5. Quick Info – A Short Interview

Professional communications coach, Helga Schmidt, specialises in business etiquette and trains new coaches in the field. In a short interview, she provided insight into the complexity of office behaviour.

Where are most behaviour-related mistakes made in the office?

The largest number of offences and the most serious are committed at work parties, when alcohol comes into play. In minor cases in Germany, work colleagues offer each other the informal “du” form and regret embarrassing themselves the next day, creating a bad atmosphere at work.

How do I address a superior/my boss in an email?

Greetings like “Hi” and “Hey” are widespread but remain inappropriate for addressing your boss. They are far too personal and detract from professionalism. Generally speaking, the company manager did not climb to their position by using such salutations, either. No, I prefer “Dear”, “Good morning” or “Good day”.

What about eating in the office?

Eating a sandwich in the office is not appropriate. Despite this, many offices simply do not offer an alternative. In these cases, eating in the office is okay after clarification with your supervisor. Be carful that your meal does not become an annoyance for colleagues through a crackling chocolate bar wrapper, for example. Common courtesy applies. This includes washing your hands before and after a meal.
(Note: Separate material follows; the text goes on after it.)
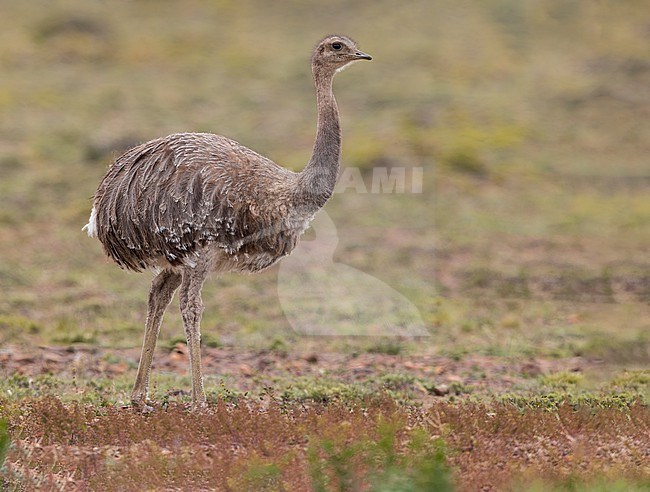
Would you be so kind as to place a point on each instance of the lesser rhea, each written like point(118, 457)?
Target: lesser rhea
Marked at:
point(189, 204)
What else is important in good office manners?

If you are working in an open-plan office, you must not talk loudly on the telephone nor hold too many private conversations with colleagues. In a large office space, it is important to be considerate. If you want something from a colleague, don’t shout across the office. If you need somebody, go and find them. If a customer or business partner calls, answer the telephone with an appropriate greeting (e.g. “Hello” or “Good morning”), your first name, last name and organisation. If a stranger or a customer enters the office, stand up and acknowledge them politely.

Office etiquette is clearly a large field and it is strewn with pitfalls. But proper manners are not everything. With a positive attitude and friendly manner, even the odd breach of office protocol will be forgiven. For, in the Dalai Lama’s words, it is necessary to “Learn the rules so you know how to break them properly”.